We headed out, walked into a few other places, one being Magpie - a storefront that sells collectibles and imported beautiful artisan work from Ghana and Pakistan. We found ourselves attracted to the patterns and in the end, we convinced ourselves to purchase some jewelry. Only pieces that spoke to us though. I bought two brass bracelets that I'm going to gift to two women that are close to me back in Chicago, and one pair of Fulani brass earrings for me that come from Africa. My friends say these earrings really elongate my neck and the owner of Magpie said they added to my exotic look. SOLD. I'll take those words as wonderful compliments! Dome found the most perfect casted leaf earring that she'll wear by itself - solo earring style - Keith Richards style. If you knew Dome and knew how cool and detail-oriented she is, you'd be like... YES.

 

The last space we went to was the Hauck Pedersen Gallery.

I was blown away.

 

 

The artist, Kelsey Hauck, lives and creates her multi-media collage art out of this beautiful home her and her late husband purchased. They turned it into a studio, gallery, and their home. His art work is all over the walls, they fill the flat drawers, canvases laid in rows and rows under wooden tables, and door frames he built out of bark and fabricated metal that leads out to their garden space. The energy in this space was incredibly filled with love, art, history, stories and natural mediums.

Kelsey spoke about art shows they attended together in NYC, the knowledge from books they discovered that inspired their work, the fact that her husband was her mentor and inspiration, how after they'd sell their art they would collect beautiful pieces for their home. I felt emotional listening to her stories and looking at their history on the walls that stood in front of me and my friends. Now that I'm typing, reflecting on my experience there, I feel a sense of nostalgic desire... a childhood yearning that was to use art as my expression, as my way to say something. To tell a story. To fill my world with meaning.
 

On our drive home, we talked about how inspired we were.

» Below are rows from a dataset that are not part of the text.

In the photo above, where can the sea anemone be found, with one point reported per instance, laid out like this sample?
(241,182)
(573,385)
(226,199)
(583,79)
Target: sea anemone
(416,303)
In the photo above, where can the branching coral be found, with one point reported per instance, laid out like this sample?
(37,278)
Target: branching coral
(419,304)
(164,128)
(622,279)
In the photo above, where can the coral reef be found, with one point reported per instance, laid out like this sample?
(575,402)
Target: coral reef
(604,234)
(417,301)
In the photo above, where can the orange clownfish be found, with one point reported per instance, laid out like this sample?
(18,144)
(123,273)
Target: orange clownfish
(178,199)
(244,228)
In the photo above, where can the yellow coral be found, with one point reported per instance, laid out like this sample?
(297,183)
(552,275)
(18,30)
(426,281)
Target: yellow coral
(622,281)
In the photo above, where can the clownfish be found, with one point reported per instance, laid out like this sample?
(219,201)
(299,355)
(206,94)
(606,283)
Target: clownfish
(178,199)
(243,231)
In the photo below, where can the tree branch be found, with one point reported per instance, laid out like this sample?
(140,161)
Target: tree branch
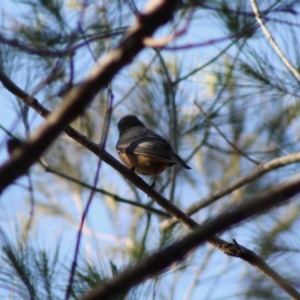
(229,249)
(156,14)
(271,40)
(175,252)
(259,171)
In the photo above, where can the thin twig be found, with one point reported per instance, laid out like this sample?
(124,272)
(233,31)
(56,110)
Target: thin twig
(263,168)
(163,259)
(225,247)
(271,40)
(224,136)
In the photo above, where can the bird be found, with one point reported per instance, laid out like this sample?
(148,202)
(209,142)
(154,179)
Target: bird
(143,150)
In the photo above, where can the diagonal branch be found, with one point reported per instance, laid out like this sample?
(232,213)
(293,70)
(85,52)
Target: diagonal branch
(227,248)
(271,40)
(261,169)
(175,252)
(156,14)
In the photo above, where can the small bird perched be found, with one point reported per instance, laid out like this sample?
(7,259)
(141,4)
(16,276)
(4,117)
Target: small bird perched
(143,150)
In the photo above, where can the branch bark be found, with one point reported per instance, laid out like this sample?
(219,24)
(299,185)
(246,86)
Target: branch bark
(156,14)
(175,252)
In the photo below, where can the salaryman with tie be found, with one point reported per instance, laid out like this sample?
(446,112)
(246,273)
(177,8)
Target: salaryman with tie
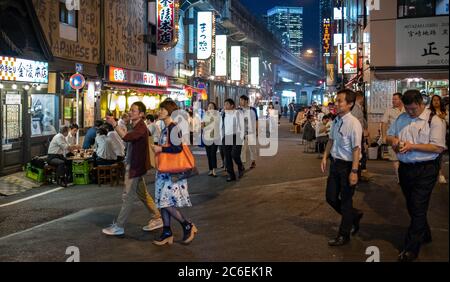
(344,151)
(418,138)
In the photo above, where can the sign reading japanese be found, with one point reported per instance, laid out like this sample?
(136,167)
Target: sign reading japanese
(350,58)
(326,37)
(167,18)
(422,42)
(204,35)
(221,55)
(236,63)
(23,70)
(121,75)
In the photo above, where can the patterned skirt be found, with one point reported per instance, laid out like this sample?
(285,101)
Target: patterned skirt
(171,194)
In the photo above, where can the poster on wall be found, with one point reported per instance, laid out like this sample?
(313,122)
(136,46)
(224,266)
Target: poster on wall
(204,35)
(422,41)
(166,29)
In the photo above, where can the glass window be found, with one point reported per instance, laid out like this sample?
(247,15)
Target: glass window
(66,16)
(416,8)
(441,7)
(43,115)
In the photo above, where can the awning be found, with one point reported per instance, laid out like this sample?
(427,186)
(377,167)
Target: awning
(399,73)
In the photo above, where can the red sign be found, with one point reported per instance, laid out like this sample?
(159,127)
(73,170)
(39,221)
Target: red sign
(167,20)
(77,81)
(121,75)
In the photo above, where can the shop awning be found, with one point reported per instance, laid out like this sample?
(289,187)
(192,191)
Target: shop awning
(388,73)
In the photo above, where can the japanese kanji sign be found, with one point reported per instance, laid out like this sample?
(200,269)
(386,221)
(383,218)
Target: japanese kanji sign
(422,41)
(350,58)
(167,18)
(326,37)
(204,35)
(15,69)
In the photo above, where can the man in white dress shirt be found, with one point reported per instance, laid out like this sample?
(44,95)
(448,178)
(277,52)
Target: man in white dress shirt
(344,145)
(418,137)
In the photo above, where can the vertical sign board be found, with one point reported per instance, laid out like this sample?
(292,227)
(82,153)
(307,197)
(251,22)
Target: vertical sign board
(204,35)
(254,79)
(166,20)
(350,58)
(236,63)
(221,55)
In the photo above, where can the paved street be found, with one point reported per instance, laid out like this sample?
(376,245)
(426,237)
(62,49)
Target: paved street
(277,212)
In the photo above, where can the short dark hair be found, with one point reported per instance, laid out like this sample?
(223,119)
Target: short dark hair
(412,96)
(244,97)
(230,101)
(142,108)
(350,96)
(397,94)
(150,118)
(169,105)
(214,104)
(98,123)
(102,130)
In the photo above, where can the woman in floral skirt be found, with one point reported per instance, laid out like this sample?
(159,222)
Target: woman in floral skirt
(171,191)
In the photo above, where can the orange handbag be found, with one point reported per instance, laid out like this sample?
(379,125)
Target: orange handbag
(175,163)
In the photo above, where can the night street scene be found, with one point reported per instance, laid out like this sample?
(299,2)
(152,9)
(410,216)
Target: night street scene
(245,132)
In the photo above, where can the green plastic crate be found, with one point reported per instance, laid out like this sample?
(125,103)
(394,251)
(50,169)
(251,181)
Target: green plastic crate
(81,178)
(37,174)
(80,167)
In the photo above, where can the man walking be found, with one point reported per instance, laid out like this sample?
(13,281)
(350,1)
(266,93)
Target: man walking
(231,139)
(345,146)
(250,116)
(418,137)
(388,119)
(137,163)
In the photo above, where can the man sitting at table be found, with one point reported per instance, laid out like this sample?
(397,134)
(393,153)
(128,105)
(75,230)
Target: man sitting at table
(57,151)
(104,149)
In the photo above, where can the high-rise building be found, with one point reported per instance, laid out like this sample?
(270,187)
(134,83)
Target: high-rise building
(286,23)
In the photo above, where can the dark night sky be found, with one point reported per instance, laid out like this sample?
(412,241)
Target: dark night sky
(310,16)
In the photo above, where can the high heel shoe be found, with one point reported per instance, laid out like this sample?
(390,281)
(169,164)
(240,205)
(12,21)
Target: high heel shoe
(166,238)
(189,233)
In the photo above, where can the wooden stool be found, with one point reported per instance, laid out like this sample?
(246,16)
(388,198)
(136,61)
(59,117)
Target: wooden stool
(107,174)
(50,174)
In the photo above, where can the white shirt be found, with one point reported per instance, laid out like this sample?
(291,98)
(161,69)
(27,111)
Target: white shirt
(391,115)
(104,148)
(346,133)
(72,140)
(58,145)
(117,143)
(418,131)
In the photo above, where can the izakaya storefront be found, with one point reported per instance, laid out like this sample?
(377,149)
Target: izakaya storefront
(29,113)
(123,87)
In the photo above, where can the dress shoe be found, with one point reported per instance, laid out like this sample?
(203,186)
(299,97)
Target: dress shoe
(339,241)
(406,256)
(356,221)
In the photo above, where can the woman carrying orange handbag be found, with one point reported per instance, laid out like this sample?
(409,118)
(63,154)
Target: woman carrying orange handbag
(171,193)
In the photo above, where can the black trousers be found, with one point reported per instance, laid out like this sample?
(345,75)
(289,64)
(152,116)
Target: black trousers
(233,153)
(211,153)
(417,182)
(339,194)
(63,166)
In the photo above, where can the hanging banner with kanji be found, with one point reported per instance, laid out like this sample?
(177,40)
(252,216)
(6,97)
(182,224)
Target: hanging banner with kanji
(167,23)
(350,58)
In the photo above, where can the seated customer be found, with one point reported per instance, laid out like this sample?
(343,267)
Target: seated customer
(104,150)
(117,142)
(57,151)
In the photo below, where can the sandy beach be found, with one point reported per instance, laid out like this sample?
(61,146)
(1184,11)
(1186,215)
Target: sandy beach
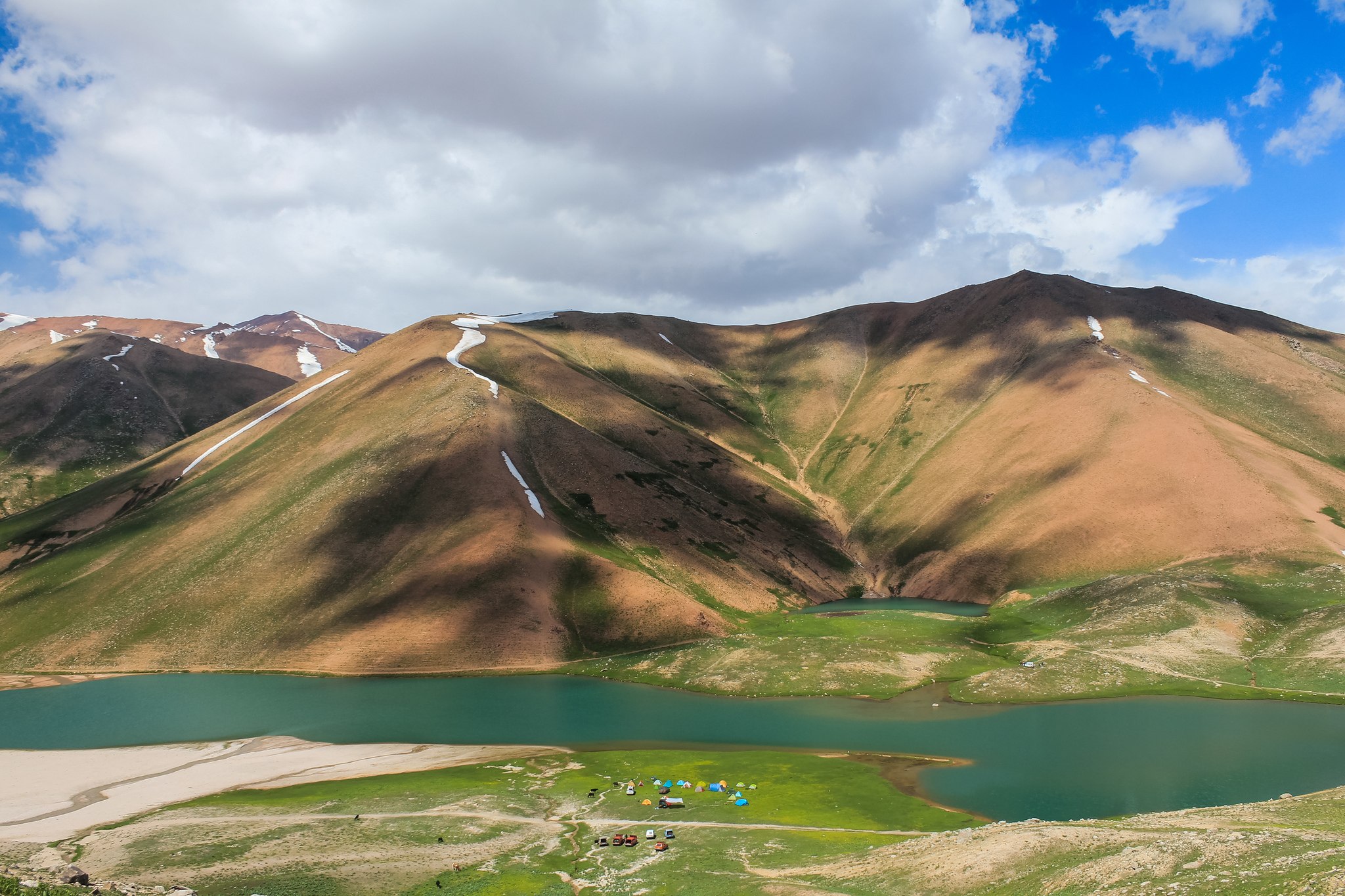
(54,794)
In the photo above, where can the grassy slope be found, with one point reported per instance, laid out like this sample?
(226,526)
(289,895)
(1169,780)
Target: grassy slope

My friends and I always have these conversations that leave me enthusiastic about life and my work. That's one of the main reasons why I came to visit them, to feel re-charged and re-inspired. One thing I mentioned on our ride back was that in high school, I remembered how much I loved to write. I remember I would journal about my surroundings and my feelings, straight up in the middle of my teacher's lessons. I remember being abstract in my writing and not feeling self-conscious about my words. I remember how my words would flow out onto the paper and somehow, I felt so much better. I was an emotional, somewhat self-destructive pre-teen... only because I was confused about a lot of things that happened in my childhood. Writing helped me overcome obstacles. Somewhere down the road, after hearing "you expose yourself too much" or "you're not friends with people here" only a few times, in terms of me simply wanting to document life around me... I stopped writing so much. I stopped trusting my words, my feelings, my story.


Today has shown me that I need to let go of those fears of sharing what I document.

So here I am. Bare. In words. On your screen, from mine, from my brain. I trust that what pleases me and what I do or where I go will connect me to who/what/where I need to be connected to. I trust myself.